Here we present an inventory of slope instabilities in the Rogun Dam catchment area based on optical and synthetic aperture radar differential interferometry (DInSAR) remote sensing techniques. Sentinel-1 multi–temporal differential interferograms are generated for summer periods of 2016 – 2018 to detect surface displacements. Slope velocities are estimated based on a comparison between differential interferograms, while landslide types are identified based on a geomorphological classification. A likelihood analysis is developed to understand the state of activity of slopes and provide a semi-quantitative confidence thereof. The collected data is subsequently integrated to perform spatial and statistical analyses in order to perform a proximity analysis, assess a co-seismic link and evaluate the damming hazard potential to the Rogun HPP. Results show that a clear majority of detected features are located within 10 km of major faults and in zones of high peak ground acceleration, indicating a potential seismic influence or triggering. Some active slopes show an increase in surface displacement after a particular earthquake event and equally suggest a potential link.
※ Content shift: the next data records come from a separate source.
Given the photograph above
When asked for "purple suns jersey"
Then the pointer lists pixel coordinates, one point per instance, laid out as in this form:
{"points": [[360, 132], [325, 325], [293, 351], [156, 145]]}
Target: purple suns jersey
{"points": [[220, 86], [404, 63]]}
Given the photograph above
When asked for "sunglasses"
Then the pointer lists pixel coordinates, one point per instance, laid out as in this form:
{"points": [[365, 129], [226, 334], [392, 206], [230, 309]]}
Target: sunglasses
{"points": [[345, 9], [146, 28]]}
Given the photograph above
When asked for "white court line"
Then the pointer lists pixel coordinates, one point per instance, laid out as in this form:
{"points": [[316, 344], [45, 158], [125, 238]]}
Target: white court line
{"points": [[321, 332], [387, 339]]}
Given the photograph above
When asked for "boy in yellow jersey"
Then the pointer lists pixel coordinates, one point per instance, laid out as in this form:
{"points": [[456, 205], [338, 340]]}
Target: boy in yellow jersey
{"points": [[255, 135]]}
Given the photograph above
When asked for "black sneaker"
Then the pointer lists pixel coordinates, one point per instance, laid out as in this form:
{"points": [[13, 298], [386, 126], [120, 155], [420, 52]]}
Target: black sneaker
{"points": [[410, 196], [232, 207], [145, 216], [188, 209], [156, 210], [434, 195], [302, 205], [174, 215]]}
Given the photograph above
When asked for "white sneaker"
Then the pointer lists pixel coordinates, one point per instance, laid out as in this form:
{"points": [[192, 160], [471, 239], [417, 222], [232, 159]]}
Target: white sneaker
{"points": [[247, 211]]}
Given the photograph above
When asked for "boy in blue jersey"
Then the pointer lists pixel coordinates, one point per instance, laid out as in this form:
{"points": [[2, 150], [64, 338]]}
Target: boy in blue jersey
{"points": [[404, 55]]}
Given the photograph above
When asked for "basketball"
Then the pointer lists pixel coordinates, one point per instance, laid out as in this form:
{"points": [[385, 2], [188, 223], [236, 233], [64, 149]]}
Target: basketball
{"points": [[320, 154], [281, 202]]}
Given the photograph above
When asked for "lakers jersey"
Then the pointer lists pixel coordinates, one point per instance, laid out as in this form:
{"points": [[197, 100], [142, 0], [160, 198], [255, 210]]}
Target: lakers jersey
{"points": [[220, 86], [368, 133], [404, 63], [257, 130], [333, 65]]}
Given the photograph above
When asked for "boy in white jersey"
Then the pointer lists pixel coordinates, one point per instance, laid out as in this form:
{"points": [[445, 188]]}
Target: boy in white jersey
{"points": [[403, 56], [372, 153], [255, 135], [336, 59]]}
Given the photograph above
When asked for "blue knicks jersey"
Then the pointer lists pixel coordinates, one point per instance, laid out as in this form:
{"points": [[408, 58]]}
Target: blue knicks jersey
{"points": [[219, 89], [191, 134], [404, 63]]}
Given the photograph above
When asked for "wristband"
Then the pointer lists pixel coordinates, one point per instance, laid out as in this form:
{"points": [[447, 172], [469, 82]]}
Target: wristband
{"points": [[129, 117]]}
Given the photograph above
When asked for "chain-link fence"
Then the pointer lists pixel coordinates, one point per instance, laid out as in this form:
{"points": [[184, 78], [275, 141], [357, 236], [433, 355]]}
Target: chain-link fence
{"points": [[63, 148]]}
Moreover, we developed a damming hazard analysis for slopes detected as active in Sentinel-1 differential interferograms, considering the likelihood of movements, their distance to rivers and faults, as well as estimated volume and velocity per year. The results indicate that a total of 29.6 % of all features constitute a high damming hazard potential in case of catastrophic failure, with 4.5 % located within 1 km of the Rogun Dam reservoir. Although many potential sites are not directly on the slopes rising above the future reservoir, hazardous locations in the catchment upstream pose a threat due to possibility of significant outburst floods in case of the dammed lake outburst.